Günümüzdeki politik ve sosyolojik konjonktüre baktığımda, “bir arada yaşama kültürü”nün önümüzdeki cumhuriyet tarihimizde hiç olmadığı kadar önemli ve gerekli olacağı kanaatindeyim. “Barış Eğitimi” dersini aldığımda, uzlaşma, eşitlik, haklara saygı, adaletin her birey için sağlanması gibi birçok toplumsal mevzuyu kesişimsel olarak inceleme fırsatım olmuştu. Cumhuriyeti var eden siyasetin ve politikaların “menfaatsiz” şekilde ilerletilmesi ve her hakkı gözetecek şekilde konumlandırılabilmesi bulunduğum konumda daha da önem arz ediyor. Belli zümrelerin tekeline indirgenmiş bir cumhuriyetin yeterince hür olamayacağı kanaatindeyim. Ve eminim birçoğumuz böyle bir cumhuriyeti asla istemiyor, belli grupların çıkarlarına yönelik icraatlara karşı büyük bir öfke ve hüzün duyuyoruzdur. Çünkü bireylerin özgürlüğü, sistemin özgürlüğünden geçmektedir.
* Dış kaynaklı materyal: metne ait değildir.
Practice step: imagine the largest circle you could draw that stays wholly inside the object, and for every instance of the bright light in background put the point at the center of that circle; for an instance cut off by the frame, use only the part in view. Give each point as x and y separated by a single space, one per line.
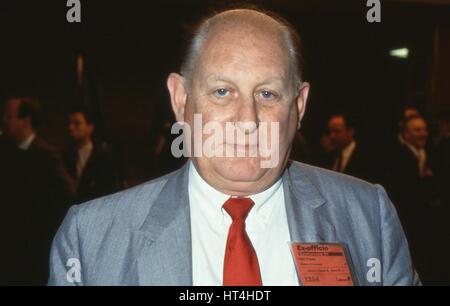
401 52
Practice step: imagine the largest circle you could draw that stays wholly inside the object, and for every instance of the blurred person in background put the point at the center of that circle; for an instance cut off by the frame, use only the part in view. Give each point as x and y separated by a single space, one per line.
348 155
91 165
35 193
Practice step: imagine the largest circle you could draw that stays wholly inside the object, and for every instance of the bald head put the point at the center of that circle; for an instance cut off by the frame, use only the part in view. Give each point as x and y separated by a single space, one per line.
244 26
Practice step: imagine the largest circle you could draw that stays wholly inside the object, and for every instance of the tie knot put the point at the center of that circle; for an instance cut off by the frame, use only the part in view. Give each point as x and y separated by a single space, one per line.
238 208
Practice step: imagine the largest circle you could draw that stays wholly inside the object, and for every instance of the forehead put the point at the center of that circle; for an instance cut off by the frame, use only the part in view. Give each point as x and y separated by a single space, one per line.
234 50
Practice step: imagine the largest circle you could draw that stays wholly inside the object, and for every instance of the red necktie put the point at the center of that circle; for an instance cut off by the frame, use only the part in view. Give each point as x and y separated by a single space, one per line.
241 266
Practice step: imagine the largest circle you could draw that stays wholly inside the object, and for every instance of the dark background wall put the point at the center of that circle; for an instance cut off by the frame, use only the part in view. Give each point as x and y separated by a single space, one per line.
129 47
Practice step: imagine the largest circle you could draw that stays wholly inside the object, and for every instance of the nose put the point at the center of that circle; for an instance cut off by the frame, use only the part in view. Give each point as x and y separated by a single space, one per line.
247 117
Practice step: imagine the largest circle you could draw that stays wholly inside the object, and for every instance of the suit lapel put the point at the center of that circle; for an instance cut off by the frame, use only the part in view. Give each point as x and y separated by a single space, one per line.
303 203
165 257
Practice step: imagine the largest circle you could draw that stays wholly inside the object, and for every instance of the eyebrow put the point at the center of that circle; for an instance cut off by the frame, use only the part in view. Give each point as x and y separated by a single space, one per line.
227 80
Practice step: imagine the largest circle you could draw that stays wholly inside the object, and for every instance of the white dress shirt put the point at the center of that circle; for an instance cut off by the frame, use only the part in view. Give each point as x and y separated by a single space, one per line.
83 156
266 226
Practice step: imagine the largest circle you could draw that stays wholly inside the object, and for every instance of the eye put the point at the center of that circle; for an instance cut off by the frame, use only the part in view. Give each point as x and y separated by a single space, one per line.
221 92
267 95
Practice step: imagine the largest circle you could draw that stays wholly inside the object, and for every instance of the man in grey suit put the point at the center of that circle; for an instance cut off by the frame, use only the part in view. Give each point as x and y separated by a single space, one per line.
229 220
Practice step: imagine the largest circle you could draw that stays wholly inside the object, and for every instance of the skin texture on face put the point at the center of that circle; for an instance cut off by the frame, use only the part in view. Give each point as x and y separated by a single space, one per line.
416 133
411 111
340 135
18 129
79 129
243 75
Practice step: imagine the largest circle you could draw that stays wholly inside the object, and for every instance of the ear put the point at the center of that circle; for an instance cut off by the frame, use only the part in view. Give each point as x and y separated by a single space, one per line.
301 101
91 128
178 95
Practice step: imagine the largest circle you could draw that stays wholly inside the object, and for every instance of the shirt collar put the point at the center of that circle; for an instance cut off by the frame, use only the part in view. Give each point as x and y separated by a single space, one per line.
25 145
348 150
212 200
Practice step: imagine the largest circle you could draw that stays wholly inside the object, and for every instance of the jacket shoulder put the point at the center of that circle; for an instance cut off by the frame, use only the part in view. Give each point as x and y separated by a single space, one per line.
126 209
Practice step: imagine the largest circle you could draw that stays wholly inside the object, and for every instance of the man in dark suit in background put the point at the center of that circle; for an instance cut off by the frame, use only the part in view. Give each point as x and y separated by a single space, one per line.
348 156
411 184
92 165
35 192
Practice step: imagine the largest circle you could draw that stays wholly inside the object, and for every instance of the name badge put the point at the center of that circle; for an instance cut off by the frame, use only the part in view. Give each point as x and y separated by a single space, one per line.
322 264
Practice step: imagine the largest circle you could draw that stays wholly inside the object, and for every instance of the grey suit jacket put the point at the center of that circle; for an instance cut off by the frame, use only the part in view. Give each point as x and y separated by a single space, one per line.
142 236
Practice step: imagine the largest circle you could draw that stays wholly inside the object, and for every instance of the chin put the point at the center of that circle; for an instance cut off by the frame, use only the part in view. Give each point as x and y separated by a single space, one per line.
240 169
Özgürlük alanımız, bir başkasınınkini kısıtlamayan noktaya kadardır. Özgürlük sınırlarının çatıştığı alanlarda ise çözüm odaklı ve “empatik uzlaşmacı” olunabilmesi benim en büyük arzularımdandır. Nitekim, on kişilik bir geminin birkaç zalim yolcu yüzünden batırılamayacağını benimseyebilmektir. Adalet mekanizmasını kaybetmiş ve eğitim anlayışını ihtiyaçlarına göre önceliklendirememiş bir cumhuriyetin sürdürülebilirliğinde ne yazık ki pek çok sorunla muhatap olacağızdır.
Evet; kapsayıcı, ilerlemeci, maddi ve manevi bütünlüğü içeren nitelikli eğitimin kitleleşmesini, cumhuriyetin varlığına yapılabilecek en büyük katkılardan biri olarak görüyorum. Bu noktada da emanet devraldığımız yüzyıllık cumhuriyet mirasında her “hür” vatandaşın hürriyeti -yani kendini- var edilmek için bu toprakların meselelerinden hangisi ile hemhal olacağına karar vermesi oldukça mühimdir. Kimimiz sanat yapacak, kimimiz üretim, kimimiz ise yönetişim. İnsana yapılan her yatırımın, mevcut sistemin iyileşmesine ve adil bir noktadan güçlenerek devinim kazanmasına hizmet ettiğini düşünüyorum. Bu sebeple de ben mental sağlığını koruyan, bağımlılıklardan uzak, özgüvenini kazanmış, kimlik arayışlarını çözebilmiş, gökkuşağının renklerini hürriyet ile bağdaştırabilen, toplumun ve sorunların dinamiklerini analiz edebilen ve bu doğrultuda etkili karar alma becerilerini kullanan insanları bu ülkede var etmek için hizmet edeceğime söz veriyorum! Anadolu topraklarının tüm kıymetini içimde taşıyarak, burada doğmanın bir anlamı olduğuna inanarak; vazgeçmeden, ümitsizliğe kapılmadan, yılmadan, kendi varlığım için var etmeye gönüllü olduğumu beyan ederek; 100 yıllık mirası kendi tarafımda hürriyetperver bir yerden sahipleniyorum.
Bu yazıyı okuyarak düşünce dünyasına dokunabildiğim her insandan da kendi otantik sesi doğrultusunda, cumhuriyet mirasının devamlılığı ve hürriyetin korunması için kendinden nasıl bir katkı sunabileceği üzerine biraz derinleşmesini rica ediyorum.
—
* Günümüz Türkçesi ile:
“Ey hürriyetin güzel yüzü, sen ne büyüleyici imişsin.
Gerçi esaretten kurtulduk derken senin aşkının esiri olduk.”